5 Easy After School Snacks to Help Kids Survive Until Dinner
Posted by Julie on Aug 23rd 2018
When kids burst through the door after school and announce they’re starving, are you prepared with snacks? Depending on what time their school serves lunch and what time they’re dismissed, it’s possible they haven’t eaten in four or five hours. Whether they are heading to sports practice or sitting down to do homework, we bet they will perform better after a nutritious snack.
On the other hand, we know you already have dinner to prepare and don’t want to assemble an elaborate spread. That’s why we’ve gathered five easy snack ideas — one for each school day in the week — to try with your kids. They’re quick, easy, and kid-friendly.
1. Quesadillas
We love quesadillas as a snack because they’re hot and filling, but they take only a few minutes to put together. Use burrito-size tortillas to make a half quesadilla for each child. Spread each tortilla with a layer of refried beans. Look for low-fat or vegetarian varieties, or use whole canned black beans or pinto beans. Then shred some cheese over the beans. We prefer to shred our own cheese instead of using bagged, pre-shredded cheese, which doesn’t melt as well. Finally, if you have some grilled chicken or browned ground beef, feel free to add it.
2. Peanut Butter and Greek Yogurt Dip
Greek yogurt is such a versatile ingredient. We use it in place of sour cream in savory dips, instead of mayonnaise in egg or chicken salad, and as a swap for buttermilk or cream in baking.
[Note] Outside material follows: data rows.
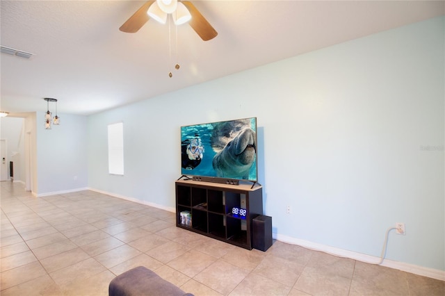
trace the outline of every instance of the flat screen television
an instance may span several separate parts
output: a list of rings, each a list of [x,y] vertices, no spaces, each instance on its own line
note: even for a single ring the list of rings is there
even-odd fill
[[[254,184],[257,148],[257,117],[181,126],[182,176]]]

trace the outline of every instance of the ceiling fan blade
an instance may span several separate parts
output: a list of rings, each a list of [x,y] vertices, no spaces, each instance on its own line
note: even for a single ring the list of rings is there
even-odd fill
[[[153,2],[154,1],[149,1],[143,5],[119,28],[119,30],[125,33],[136,33],[139,31],[144,24],[149,19],[147,10],[148,10],[148,8],[150,7]]]
[[[190,20],[190,26],[200,35],[204,41],[208,41],[214,38],[218,35],[218,32],[202,16],[201,13],[198,11],[193,4],[189,1],[183,1],[182,3],[186,6],[192,19]]]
It’s also a good addition to peanut butter as a dip. You don’t even need a recipe. Spoon some peanut butter into a bowl. Then whisk in some Greek yogurt. Taste it occasionally, and stop when you’ve achieved a taste and consistency you like. While it’s better to use 2% or whole milk Greek yogurt when baking, you can use nonfat yogurt for dip if you prefer. Try dipping apple slices, pear slices, grapes or bananas (use a toothpick or a fork), pretzel sticks, graham crackers, or any other dipper your kids like. You can even spread it on a slice of bread.
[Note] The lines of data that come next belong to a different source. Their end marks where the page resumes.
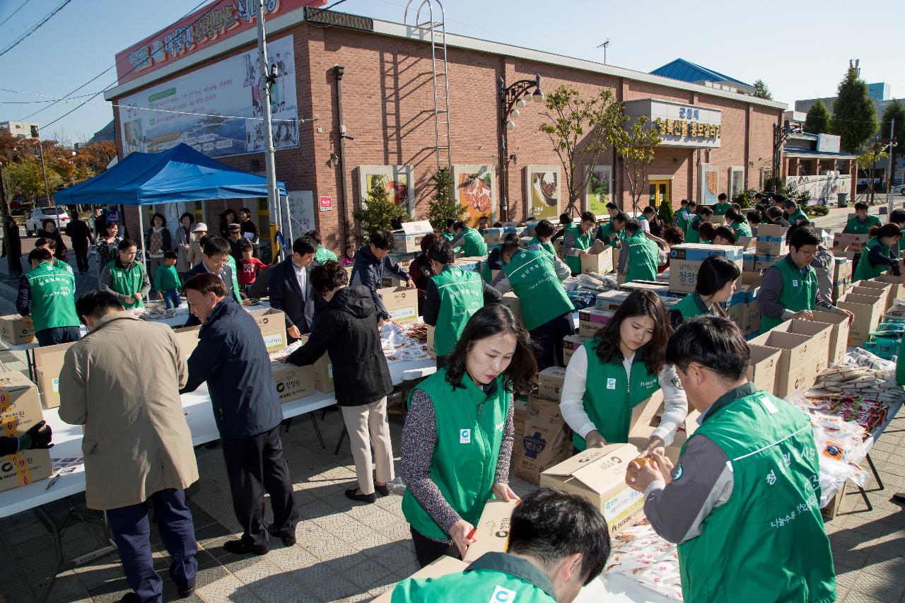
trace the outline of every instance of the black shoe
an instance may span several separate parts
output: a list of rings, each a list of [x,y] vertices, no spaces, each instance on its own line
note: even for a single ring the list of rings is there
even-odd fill
[[[238,541],[226,541],[224,542],[224,549],[236,555],[266,555],[271,551],[270,547],[255,546],[241,539]]]
[[[273,527],[272,523],[267,526],[267,531],[271,533],[271,536],[276,536],[282,541],[284,547],[291,547],[296,543],[295,534],[292,534],[291,536],[282,536],[277,529]]]
[[[377,500],[377,497],[374,494],[358,494],[356,493],[357,488],[350,488],[346,491],[346,498],[350,498],[353,501],[358,501],[359,502],[374,502]]]

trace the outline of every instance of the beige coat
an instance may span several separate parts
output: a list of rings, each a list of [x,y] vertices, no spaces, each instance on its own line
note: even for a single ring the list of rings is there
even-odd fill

3. Veggies and Savory Hummus
We recently tried dessert hummus with our kids — to great success! — and we’ve been longtime fans of savory hummus. You can grab a container at the grocery store, or you can make it yourself in the blender. There are lots of recipe ideas online, but all you really need are chickpeas, olive oil, and garlic. Tahini and lemon juice are optional, but they give hummus its signature taste. Start with this recipe from Inspired Taste if you want to make your own hummus. Then be sure to have your kids’ favorite raw veggies ready to go. Carrots, cucumbers, red peppers, and grape or cherry tomatoes are all kid-friendly and easy to prep.
4. Baked Apples
Another warm snack idea for those upcoming chilly afternoons is easier than you might think. Instead of baking apples in the oven, pop your cored apples in the microwave on a plate or in a casserole dish. Cover with plastic wrap to help them steam. Baked apples can be topped any way you like; try raisins or dried cranberries, granola, or even yogurt. While you can add a little butter and brown sugar, we encourage you to go easy. The sweetness of the apple, dried fruit, and granola should be enough to entice most kids.
5. Smoothies
Smoothies aren’t just for breakfast! We recommend smoothies as a suggestion for kids who may need some encouragement to eat a snack. Smoothies are especially helpful when kids are heading off to sports practice or coming home from sports practice, and they don’t feel like eating much. You can make a half serving if you’re afraid of sending them off too full. Be sure to go easy on the added sugar and throw in some greens for extra nutrients.